The following problems come from chapter 8, regular expressions and essential string functions from “Automated Data Collection with R”

Problem 3

library(stringr)
raw.data <- "555-1239Moe Szyslak(636) 555-0113Burns, C. Montgomery555-6542Rev. Timothy Lovejoy555 8904Ned Flanders636-555-3226Simpson, Homer5553642Dr. Julius Hibbert"

name <- unlist(str_extract_all(raw.data, "[[:alpha:]., ]{2,}"))

name
## [1] "Moe Szyslak"          "Burns, C. Montgomery" "Rev. Timothy Lovejoy"
## [4] "Ned Flanders"         "Simpson, Homer"       "Dr.
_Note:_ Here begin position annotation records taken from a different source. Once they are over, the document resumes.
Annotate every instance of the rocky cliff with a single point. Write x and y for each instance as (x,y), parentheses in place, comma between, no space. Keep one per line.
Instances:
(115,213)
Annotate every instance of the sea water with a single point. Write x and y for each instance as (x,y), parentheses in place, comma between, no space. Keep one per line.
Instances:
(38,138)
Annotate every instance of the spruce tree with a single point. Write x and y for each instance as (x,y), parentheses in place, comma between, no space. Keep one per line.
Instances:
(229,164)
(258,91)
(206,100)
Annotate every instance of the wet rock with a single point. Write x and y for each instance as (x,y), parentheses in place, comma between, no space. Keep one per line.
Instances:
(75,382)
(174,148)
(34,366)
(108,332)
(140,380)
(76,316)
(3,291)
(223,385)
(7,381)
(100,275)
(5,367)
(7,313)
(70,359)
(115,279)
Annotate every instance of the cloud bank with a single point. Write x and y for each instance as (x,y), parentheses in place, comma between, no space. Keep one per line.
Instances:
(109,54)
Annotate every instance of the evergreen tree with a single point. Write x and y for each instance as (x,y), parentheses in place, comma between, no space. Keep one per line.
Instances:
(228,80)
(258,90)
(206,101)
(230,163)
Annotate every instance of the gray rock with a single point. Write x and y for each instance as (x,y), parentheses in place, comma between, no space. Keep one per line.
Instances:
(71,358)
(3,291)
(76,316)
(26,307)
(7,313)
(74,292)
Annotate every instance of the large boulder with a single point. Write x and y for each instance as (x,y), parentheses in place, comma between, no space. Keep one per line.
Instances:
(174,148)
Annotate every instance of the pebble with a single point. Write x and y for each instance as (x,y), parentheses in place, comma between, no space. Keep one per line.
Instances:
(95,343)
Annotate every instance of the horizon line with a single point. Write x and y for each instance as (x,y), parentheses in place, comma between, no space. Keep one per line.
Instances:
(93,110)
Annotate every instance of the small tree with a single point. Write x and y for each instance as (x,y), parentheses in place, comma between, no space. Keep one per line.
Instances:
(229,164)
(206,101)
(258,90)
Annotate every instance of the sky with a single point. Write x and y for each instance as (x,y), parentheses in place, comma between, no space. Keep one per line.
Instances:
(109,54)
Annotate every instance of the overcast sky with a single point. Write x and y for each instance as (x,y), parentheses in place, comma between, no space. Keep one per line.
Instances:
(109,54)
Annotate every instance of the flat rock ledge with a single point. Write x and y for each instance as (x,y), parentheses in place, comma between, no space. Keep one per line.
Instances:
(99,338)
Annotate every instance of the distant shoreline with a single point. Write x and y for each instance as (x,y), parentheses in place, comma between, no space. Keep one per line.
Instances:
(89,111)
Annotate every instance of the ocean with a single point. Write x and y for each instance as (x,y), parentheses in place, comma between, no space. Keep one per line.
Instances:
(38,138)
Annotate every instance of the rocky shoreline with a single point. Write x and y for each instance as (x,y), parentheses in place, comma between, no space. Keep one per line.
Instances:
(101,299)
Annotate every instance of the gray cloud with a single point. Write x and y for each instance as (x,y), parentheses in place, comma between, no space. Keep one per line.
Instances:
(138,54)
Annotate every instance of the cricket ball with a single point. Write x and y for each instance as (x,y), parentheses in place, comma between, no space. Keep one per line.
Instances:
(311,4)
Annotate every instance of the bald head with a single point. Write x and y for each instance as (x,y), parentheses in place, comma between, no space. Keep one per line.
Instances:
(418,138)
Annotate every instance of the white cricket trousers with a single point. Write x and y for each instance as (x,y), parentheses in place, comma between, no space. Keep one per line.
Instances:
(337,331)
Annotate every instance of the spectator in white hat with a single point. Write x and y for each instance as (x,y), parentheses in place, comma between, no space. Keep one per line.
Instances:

Julius Hibbert"
  1. Use the tools of this chapter to rearrange the vector so that all elements conform to the standard first_name last_name.
get_first_last <- function(n){
  # Strip out title and middle name
  n <- str_replace(n, "(Rev. )|(C. )|(Dr. )", "")
  # Reorder if comma is present
  split_n <- unlist(str_split(n, ", "))
  if (length(split_n) == 2){
    n <- paste(split_n[2], split_n[1])
  }
  return(n)
}

first_name_last_name <- as.vector(sapply(name, get_first_last))

first_name_last_name
## [1] "Moe Szyslak"      "Montgomery Burns" "Timothy Lovejoy" 
## [4] "Ned Flanders"     "Homer Simpson"    "Julius Hibbert"
  1. Construct a logical vector indicating whether a character has a title (i.e. Rev. and Dr.)
# Look for two letters followed by a period and a space
has_title <- str_count(name, "\\w{2}. ") > 1
has_title
## [1] FALSE FALSE  TRUE FALSE FALSE  TRUE
  1. Construct a logical vector indicating whether a character has a second name.
# Find a space followed by one letter then a period then a space
has_second_name <- str_count(name, " \\w{1}. ") == 1
has_second_name
## [1] FALSE  TRUE FALSE FALSE FALSE FALSE

Problem 4

Describe the types of strings that conform to the following regular expressions and construct an example that is matched by the regular expression

Question Regular Expression Type of String Examples
(a) [0-9]+\$ Numbers followed by a dollar sign 100\(, 25\)
(b) \b[a-z]{1,4}\b A one to four lower-case character string help, bat
(c) .*?\.txt$ Alphanumeric characters followed by .txt readme.txt, 1.txt
(d) \d{2}/\d{2}/\d{4} A date in a DD/MM/YYYY or MM/DD/YYYY format 12/31/2018
(e) <(.+?)>.+?</\1> Text between to HTML tags <b>This is bold</b>